How did you choose OHIO?
My dad heard about Ohio University's journalism program from a stranger on a plane and found out ("TODAY" show host) Matt Lauer attended Ohio University. I applied and got a good scholarship.
You interned at the "TODAY" show. How was that?
That was just an unbelievable experience. I really liked living in New York. We interns were there to do what the producer needed us to do, from logging tape to transcribing interviews and B roll to researching guests or topics being discussed. Within the first 30 minutes of being there, I and the other intern from Ohio University were in Matt Lauer's office and he was asking us questions about Athens and our major and our families.

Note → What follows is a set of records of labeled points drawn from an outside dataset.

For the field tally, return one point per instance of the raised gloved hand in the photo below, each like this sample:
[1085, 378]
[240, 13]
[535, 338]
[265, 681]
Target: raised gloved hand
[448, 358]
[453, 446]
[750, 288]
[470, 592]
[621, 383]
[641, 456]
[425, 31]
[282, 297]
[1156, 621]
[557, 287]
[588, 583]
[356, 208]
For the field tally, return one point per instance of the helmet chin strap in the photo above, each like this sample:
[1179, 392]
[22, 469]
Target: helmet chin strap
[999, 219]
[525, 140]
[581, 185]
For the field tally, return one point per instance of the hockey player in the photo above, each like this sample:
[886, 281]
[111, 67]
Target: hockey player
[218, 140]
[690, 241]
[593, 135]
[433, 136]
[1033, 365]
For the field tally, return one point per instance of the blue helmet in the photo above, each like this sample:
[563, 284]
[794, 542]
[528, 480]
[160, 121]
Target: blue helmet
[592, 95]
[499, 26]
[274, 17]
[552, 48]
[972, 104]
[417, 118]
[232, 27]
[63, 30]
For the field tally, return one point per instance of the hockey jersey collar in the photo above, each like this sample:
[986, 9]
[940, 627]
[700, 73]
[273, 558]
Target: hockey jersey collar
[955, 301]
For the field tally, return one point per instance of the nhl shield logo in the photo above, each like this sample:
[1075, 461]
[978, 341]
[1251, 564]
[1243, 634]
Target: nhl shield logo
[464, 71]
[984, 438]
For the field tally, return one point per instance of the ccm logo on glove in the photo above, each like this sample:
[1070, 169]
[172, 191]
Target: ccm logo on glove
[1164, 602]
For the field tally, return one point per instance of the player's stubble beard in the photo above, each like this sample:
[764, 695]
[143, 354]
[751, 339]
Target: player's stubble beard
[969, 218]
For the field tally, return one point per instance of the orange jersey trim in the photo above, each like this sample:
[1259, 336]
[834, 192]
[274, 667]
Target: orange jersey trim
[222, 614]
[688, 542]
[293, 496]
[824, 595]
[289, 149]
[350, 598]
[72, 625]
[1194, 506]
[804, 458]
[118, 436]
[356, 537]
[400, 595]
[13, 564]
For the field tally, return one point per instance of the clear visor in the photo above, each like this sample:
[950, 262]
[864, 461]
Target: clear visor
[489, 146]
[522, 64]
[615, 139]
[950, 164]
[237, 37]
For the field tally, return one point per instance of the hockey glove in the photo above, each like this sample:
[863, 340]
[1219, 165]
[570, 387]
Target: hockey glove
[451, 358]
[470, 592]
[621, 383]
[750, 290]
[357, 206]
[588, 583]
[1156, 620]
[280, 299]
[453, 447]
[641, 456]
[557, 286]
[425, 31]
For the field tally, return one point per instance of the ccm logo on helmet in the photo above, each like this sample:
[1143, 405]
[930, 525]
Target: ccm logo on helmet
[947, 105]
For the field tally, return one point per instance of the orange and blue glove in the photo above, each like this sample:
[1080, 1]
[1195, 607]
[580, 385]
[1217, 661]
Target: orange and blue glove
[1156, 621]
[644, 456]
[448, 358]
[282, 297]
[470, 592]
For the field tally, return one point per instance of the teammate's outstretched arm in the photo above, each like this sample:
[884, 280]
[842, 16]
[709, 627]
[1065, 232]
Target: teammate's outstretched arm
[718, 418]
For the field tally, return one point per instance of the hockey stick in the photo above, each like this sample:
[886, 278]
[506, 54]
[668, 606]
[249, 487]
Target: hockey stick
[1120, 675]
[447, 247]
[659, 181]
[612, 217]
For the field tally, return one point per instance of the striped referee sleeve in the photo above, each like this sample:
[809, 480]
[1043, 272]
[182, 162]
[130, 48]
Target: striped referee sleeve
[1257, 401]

You didn’t need to go to New York to get hands-on media experience.
When I was a freshman I started right off the bat in (WOUB NPR-affiliated campus) radio. I was working hands on. Being affiliated with NPR and Ohio Public Radio was big in terms of content production and creating newscasts of substance. From there I moved on to reporting for WOUB, the 5:30 newscast called Newswatch. I currently report and anchor for Newswatch. It was huge in terms of preparation for internships as well. Having WOUB as a resource is great because it is smaller and the reality is that my first job is probably going to be in a small market.
Why a liberal arts education instead of working your way up through the newsroom?
I decided it was important for me to get a traditional four-year college education because I wanted to have more than just skills. I wanted to have knowledge that can also be transferable for my chosen career path. What's great about Ohio University is that it is a state school. It's cheaper than a lot of other alternatives but offers the same great opportunities. Our professors are top notch.
You are president of Divine Covering. What have you learned about leadership?
I got involved with Divine Covering just because someone invited me to a Bible study. And somehow I ended up as president. We have Bible studies, we have an annual retreat. You have a team and an executive board for help. You have to trust in their abilities and trust that they're as passionate about the organization as you are. I think it's impossible to be a leader without understanding how to work in a team. I think that translates to journalism as well.
If you were reporting the Andrew Fowler story, what would that story be?
I think the story for me would be about a guy who comes to a new state, a new place with hardly any connections finding his place here at this university. I didn't know anyone really coming in, but it wasn't hard to get to know people, people made it easy to become a part of the school community and even the community as a whole in terms of Athens. Athens is so great because it has a culture that's so unlike of what I experienced before coming here and that's what I really like about this place.
What are your future goals?
I want to continue to be a reporter and anchor, first locally and then eventually nationally.
“I think my greatest achievement over my years in college has been being able to grow in different ways academically, socially, and also spiritually—beyond what I expected.”